O estudo encomendado pela multinacional de alimentos, bebidas e produtos de limpeza Unilever e conduzido pela Edelman faz um mapa do desperdício doméstico e busca entender em detalhes um comportamento chamado de "cegueira da geladeira".
Como o nome indica, trata-se de não ver o que comer mesmo quando já há em casa ingredientes em perfeitas condições de uso. As razões para essa cegueira são escassez de tempo, pouca criatividade, falta de informação e comodismo.
A maior parte das pessoas entrevistadas nunca ouviu falar no conceito de cegueira de geladeira (75%), mas, de acordo com a pesquisa, a maioria é vítima dela.
Para americanos (86%) e brasileiros (81%), a cegueira se manifesta na falta de inspiração para cozinhar.
Brasileiros respeitam muito os prazos de validade anotados nas embalagens: 83% descartam comida seguindo os rótulos. Americanos se preocupam um pouco menos (62%) e argentinos bem menos: 46%. Para os argentinos, a aparência dos alimentos é o fator preponderante para o descarte (88%).
Segundo Marina Fernie, vice-presidente da área de alimentos da Unilever no Brasil, os dados de desperdício deliberado dos brasileiros são "alarmantes".
A radiografia da "cegueira de geladeira" surpreendeu. "Sabíamos que existia, mas não havíamos quantificado. A grande maioria (75%) declara que abre a geladeira e não consegue ver os ingredientes que tem em mãos", diz.
Na opinião dela, o aspecto positivo é que, ao conhecerem o fenômeno, 78% dizem acreditar que seja um problema a ser enfrentado e 80% assumem sentir culpa de desperdiçar alimento. O fato de pessoas passarem fome é a principal razão apontada (63%), seguido pela perda de dinheiro (60%) e pelo fato de acreditarem não ser um bom exemplo que a próxima geração cresça pensando que pode desperdiçar comida: 55%.
"Achamos que as pessoas precisam de incentivo para mudar costumes e que este é o momento certo para agir", diz.
Como empresa da área de alimentos, a Unilever vê oportunidades na sugestão de receitas para combater a falta de iniciativa e criatividade dos consumidores, detectada pela pesquisa.
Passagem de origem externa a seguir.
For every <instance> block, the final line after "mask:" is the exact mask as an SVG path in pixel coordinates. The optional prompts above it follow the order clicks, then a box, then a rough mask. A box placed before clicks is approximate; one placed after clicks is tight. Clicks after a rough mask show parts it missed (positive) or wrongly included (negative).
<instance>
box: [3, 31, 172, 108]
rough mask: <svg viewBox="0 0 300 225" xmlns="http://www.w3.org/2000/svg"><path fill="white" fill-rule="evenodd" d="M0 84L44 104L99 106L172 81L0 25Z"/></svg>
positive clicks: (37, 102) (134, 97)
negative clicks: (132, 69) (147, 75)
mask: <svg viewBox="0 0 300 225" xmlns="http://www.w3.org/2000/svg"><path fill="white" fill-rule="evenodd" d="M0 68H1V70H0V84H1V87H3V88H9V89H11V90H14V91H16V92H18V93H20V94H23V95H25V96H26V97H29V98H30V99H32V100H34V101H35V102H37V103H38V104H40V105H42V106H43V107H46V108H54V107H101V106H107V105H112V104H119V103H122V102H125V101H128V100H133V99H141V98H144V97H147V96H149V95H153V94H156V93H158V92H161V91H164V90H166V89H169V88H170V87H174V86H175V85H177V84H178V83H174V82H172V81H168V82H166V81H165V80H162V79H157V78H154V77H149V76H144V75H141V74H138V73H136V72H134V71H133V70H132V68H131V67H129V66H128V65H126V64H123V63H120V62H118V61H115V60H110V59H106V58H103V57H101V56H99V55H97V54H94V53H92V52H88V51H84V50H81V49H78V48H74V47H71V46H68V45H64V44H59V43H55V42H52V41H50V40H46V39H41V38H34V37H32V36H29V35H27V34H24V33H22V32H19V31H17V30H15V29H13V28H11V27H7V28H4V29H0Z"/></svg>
Uma das ações em curso é um site Recepedia.com que usa ingredientes da empresa nas preparações.
O CAMINHO DO DESPERDÍCIO
Os estudos sobre segurança alimentar costumam apontar que o desperdício de alimentos se manifesta conforme o grau de desenvolvimento e se concentra em pontos diferentes do percurso que vai da produção ao consumo.
Em países de baixa renda, as perdas geralmente estão na infraestrutura, com problemas em formas de colheita, estradas, armazenamento, embalagem e refrigeração.
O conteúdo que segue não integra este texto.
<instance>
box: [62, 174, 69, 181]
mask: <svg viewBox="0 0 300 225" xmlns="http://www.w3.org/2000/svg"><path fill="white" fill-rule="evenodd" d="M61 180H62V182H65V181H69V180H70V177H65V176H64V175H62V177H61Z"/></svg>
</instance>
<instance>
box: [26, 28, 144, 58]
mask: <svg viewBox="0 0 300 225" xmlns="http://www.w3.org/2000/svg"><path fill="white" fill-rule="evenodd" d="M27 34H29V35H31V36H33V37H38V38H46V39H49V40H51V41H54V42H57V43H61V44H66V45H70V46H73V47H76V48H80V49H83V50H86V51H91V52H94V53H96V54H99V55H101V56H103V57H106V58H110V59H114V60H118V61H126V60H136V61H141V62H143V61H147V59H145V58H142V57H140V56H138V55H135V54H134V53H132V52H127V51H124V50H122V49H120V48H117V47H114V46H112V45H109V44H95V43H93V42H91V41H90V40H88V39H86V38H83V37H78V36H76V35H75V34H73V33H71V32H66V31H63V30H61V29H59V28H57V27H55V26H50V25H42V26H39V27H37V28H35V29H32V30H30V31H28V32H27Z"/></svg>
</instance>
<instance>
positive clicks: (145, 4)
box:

Nos locais de mais alta renda, predomina o chamado desperdício deliberado: consumidores rejeitam alimentos feios, superdimensionam suas compras, jogam fora alimentos que perderam a validade segundo embalagens, sem verificar se isto está certo, e esquecem o que têm na geladeira.
Segundo a ONU, as perdas – que acontecem principalmente nas fases de produção, armazenamento e transporte – representam 54% do que é jogado no lixo e o desperdício corresponde a 46% do total.
COMBATE
O combate ao desperdício começaria com planejamento melhor. "As pessoas compram demais, cozinham demais e, como gostam de comida sempre nova, acabam jogando fora o que ainda está bom", diz Marina. Aprender a cozinhar menos e congelar o que se cozinha seriam passos fundamentais, segundo ela.
Para atacar a "cegueira de geladeira", Marina recomenda acondicionar os alimentos em embalagens transparentes e ter sempre à mão receitas práticas de preparos básicos.
“A vida corrida e o tempo curto em casa fazem com que os brasileiros tenham cada vez menos intimidade com a cozinha. Nessa situação, ter ideias de como combinar ingredientes é um desafio e tanto”, diz.